Quelle est la différence entre l'accident de trajet et l'accident de travail stricto sensu ?

- En termes de procédure administrative

Il n'existe pas de différence concernant la déclaration : La déclaration de l'accident de trajet se fait selon les mêmes modalités que la déclaration d'accident du travail.

Ainsi, dans les 24 heures, la victime doit informer son employeur de l'accident. L'employeur délivre alors une feuille d'accident du travail au salarié afin que ce dernier bénéficie de la gratuité des soins dans la limite des tarifs conventionnels. Le salarié doit faire établir par un médecin un certificat médical.

L'employeur a 48 heures, hors dimanches et jours fériés, pour déclarer l'accident par lettre recommandée avec accusé de réception à la caisse d'assurance maladie.
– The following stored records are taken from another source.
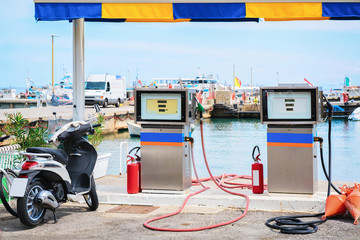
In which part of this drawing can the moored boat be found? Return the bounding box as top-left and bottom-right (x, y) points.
(127, 122), (141, 137)
(348, 107), (360, 121)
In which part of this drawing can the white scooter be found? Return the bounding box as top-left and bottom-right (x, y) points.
(10, 121), (100, 227)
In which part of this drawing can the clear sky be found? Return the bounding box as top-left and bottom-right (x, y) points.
(0, 0), (360, 92)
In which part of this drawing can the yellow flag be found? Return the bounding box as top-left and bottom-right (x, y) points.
(234, 77), (241, 87)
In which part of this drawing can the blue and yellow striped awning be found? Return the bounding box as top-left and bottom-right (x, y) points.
(34, 0), (360, 22)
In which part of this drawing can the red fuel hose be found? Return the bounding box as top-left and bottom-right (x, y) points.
(144, 119), (249, 232)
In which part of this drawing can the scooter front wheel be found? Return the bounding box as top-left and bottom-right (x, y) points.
(17, 181), (46, 227)
(83, 176), (99, 211)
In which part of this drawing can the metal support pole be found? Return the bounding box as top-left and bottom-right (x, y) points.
(73, 18), (85, 121)
(51, 35), (54, 93)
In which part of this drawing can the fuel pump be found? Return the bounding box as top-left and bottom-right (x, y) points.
(134, 88), (197, 192)
(260, 85), (319, 194)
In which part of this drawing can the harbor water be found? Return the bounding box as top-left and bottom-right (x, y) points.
(99, 118), (360, 182)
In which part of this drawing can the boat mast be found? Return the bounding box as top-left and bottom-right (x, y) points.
(233, 64), (235, 94)
(250, 68), (252, 98)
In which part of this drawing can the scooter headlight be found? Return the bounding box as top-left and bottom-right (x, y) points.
(21, 161), (44, 170)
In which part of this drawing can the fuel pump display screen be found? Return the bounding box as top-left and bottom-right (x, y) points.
(146, 99), (179, 114)
(267, 92), (311, 120)
(140, 92), (182, 121)
(261, 87), (319, 124)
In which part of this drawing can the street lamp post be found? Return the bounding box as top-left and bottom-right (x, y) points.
(51, 34), (59, 93)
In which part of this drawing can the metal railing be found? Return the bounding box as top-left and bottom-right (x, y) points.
(0, 144), (20, 169)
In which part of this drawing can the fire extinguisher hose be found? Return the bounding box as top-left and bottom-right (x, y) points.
(144, 118), (249, 232)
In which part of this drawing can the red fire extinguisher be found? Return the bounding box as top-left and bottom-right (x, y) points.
(251, 146), (264, 194)
(127, 147), (141, 194)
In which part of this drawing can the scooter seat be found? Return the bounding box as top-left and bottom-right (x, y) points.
(26, 147), (69, 165)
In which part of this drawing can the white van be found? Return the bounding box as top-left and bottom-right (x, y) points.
(85, 74), (126, 108)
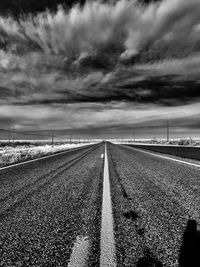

En cas d'arrêt de travail, il doit aussi joindre une attestation de salaire.

- En termes d'indemnisation

Même si en matière de couverture des soins médicaux et d'indemnités journalières, les droits à indemnisation sont similaires à ceux ouverts par les accidents du travail, il existe des différences notables, qui mettent en lumière tout l'intérêt de la qualification des faits :

- la victime ne bénéficie pas de la protection de l'emploi : le contrat de travail est suspendu pendant l'arrêt de travail comme en cas de maladie, mais il n'existe pas d'interdiction de licencier comme pour l'accident de travail, même si le licenciement ne peut être justifié par la maladie.

- elle ne bénéficie du maintien du salaire par l'employeur (déduction faite de l'indemnité journalière versée par la sécurité sociale) qu'à compter du 11e jour d'absence, sauf dispositions conventionnelles plus favorables.

Que faire si la CPAM ne retient pas la qualification d'accident de trajet ?

Si la CPAM refuse de retenir la qualification d'accident de trajet, le salarié a la possibilité de saisir la CRA (commission de Recours Amiable) dans un délai de deux mois qui suit la notification de la décision.

Si la CRA confirme la décision de la CPAM, le salarié a la possibilité de saisir le TASS (Tribunal des Affaires de Sécurité Sociale).

L'employeur peut-il contester le caractère professionnel de l'accident ?

Bien sûr, et ceci dès l'envoi de la déclaration d'accident à la CPAM ou à tout autre moment de l'instruction du dossier. Il a également la possibilité de saisir la CRA d'un recours contre la décision portant sur la matérialité ou le caractère professionnel de l'accident dans les 2 mois suivant la notification, et demander une expertise médicale.

Par ailleurs, lorsque la victime a elle-même obtenu de la juridiction compétente la reconnaissance du caractère professionnel de l'accident ou de la maladie, l'employeur est recevable à former tierce opposition contre le jugement rendu par le TASS.

Il peut également intervenir à l'instance s'il a connaissance d'un recours du salarié contre une décision de rejet de la CPAM.

Le salarié dispose t-il d'autres recours pour l'indemnisation de son préjudice ?

Oui, à l'encontre du tiers responsable, s'il en existe un. La victime dispose de la possibilité d'obtenir réparation complémentaire du préjudice subi, qui n'a été que partiellement indemnisé par l'octroi des prestations statutaires.

Son action doit être dirigée contre le tiers dans les conditions du droit commun.